Mark Hayward, the Chief Executive of NAEA Propertymark (the National Association of Estate Agents), also had some choice words for the Chancellor: “When the Government announced a Stamp Duty holiday for first time buyers in last year’s Autumn Budget, we said that it was a sticking plaster, which did not tackle the wider problem of rising house prices, lack of affordable housing and supply of suitable homes in the UK. Today’s news that this relief is being extended retrospectively to include first time buyers in Shared Ownership properties is unlikely to have any material impact. Our data shows that, so far in 2018, 26% of property transactions involved first time buyers. This was the same figure as that for the whole of 2017, showing that it hasn’t had a real impact so far, and, therefore, is unlikely to make a real difference moving forwards.

“Instead of focusing solely on those buying their first home, the Government needs to look at the whole system to ensure it’s working effectively for all buyers, and there are suitable homes for everyone.”

Richard Pike, the Sales and Marketing Director of Phoebus Software, is also disappointed in the focus on first time buyers: “When Theresa May said that ‘solving the housing crisis is the biggest domestic policy challenge of our generation’, she not only set the wheels in motion, she also got the industry’s hopes up.

“Mr. Hammond has once again concentrated his efforts on first time buyers, with no thought for the rest of the market. Despite providing further funding for more new build homes, which of course is welcome, there are still questions that haven’t been answered.

“It is not just about building houses, it’s about ensuring that developers are building the right homes in the right places, and that those homes are affordable to the people that want to buy them. Another question, given the massive increase in equity release in the past year, is why, with an ageing population, aren’t we doing more to help the older generation move down the ladder, rather than continuing to make it cost prohibitive to downsize?”

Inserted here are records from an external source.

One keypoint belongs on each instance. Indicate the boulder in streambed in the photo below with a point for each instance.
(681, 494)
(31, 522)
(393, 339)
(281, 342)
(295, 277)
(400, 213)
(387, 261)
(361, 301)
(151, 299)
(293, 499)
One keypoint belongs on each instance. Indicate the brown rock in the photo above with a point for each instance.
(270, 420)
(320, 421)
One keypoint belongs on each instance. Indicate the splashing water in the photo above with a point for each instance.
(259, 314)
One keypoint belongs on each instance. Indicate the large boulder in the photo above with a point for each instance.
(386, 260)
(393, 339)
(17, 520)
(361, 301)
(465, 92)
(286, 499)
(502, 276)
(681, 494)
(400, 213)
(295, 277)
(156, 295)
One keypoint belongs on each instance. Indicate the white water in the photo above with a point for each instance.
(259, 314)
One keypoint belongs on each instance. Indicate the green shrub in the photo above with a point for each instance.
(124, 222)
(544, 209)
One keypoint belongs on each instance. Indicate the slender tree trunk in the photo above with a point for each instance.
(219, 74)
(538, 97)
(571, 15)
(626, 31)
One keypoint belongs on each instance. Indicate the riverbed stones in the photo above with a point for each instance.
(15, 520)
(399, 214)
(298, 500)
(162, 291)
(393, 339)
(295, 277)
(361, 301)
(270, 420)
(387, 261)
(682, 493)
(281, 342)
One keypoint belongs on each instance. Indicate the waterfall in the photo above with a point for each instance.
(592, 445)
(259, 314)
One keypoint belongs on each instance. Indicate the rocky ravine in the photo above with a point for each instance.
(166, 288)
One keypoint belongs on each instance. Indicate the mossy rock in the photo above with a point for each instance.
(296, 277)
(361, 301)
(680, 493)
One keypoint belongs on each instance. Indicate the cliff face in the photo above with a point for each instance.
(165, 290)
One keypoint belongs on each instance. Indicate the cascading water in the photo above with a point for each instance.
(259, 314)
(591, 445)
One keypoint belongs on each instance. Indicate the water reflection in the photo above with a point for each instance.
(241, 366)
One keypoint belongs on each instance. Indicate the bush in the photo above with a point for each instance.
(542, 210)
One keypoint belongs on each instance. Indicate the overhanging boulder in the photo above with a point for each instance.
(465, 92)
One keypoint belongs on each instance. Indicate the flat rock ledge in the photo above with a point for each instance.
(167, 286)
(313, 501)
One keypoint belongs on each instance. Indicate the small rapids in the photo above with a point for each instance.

More positively, on the extension of the Help to Buy scheme to 2023, Craig McKinlay, the New Business Director at Kensington Mortgages, comments: “The Help to Buy scheme has been a helping hand for thousands of first time buyers stepping onto the property ladder. It isn’t the only solution to solving the housing crisis, but it has supported many people on the path to homeownership. A guarantee of its extension to 2023 is much needed news for both developers and buyers, to help with their long-term plans.”